The beauty of doing this with an LLM is that it is endlessly patient and it knows everything on the Internet. The only downside is what I call “banjo duel daze”, in reference to the sequence in John Boorman’s film Deliverance (video above), whereby the LLM responds so rapidly and completely that after a few minutes you have to stagger off and take a break. Until we can pay for a direct brain upgrade (and no, I’m never going near Neuralink’s products!) we may just have to accept that our robot assistants may be able to tie a girdle round the earth in forty milliseconds, but at least they still need us to ask the right questions.

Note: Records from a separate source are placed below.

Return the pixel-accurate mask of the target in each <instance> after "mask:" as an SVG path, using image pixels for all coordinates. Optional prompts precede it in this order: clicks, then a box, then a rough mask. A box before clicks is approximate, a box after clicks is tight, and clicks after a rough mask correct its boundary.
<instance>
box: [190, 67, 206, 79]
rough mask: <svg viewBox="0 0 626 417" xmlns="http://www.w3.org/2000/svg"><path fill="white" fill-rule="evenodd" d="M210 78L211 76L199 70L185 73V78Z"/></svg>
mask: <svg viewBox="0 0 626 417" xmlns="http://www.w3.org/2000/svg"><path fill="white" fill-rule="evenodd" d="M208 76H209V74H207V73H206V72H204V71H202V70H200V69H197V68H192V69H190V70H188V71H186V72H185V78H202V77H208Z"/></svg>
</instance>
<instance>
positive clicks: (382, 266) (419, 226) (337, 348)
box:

As a writer I LOVE working with AI! I have always needed a sparring partner to galvanize my thinking and I actually need to get my thoughts outside before I can wrangle with them, and Claude is such a great companion in this. Your article wonderfully summarized all the boons that AI is for writers and reflects my experiences exactly (plus some other uses I haven’t thought of yet). I think writers get it wrong when they refuse to work with AI for some misplaced principialism or whatever that is.
I've been having a very similar experience with AI - my upcoming post on NotebookLM is very much along the same lines as this. Don't use AI to write the words: use it to help you write the words with less effort.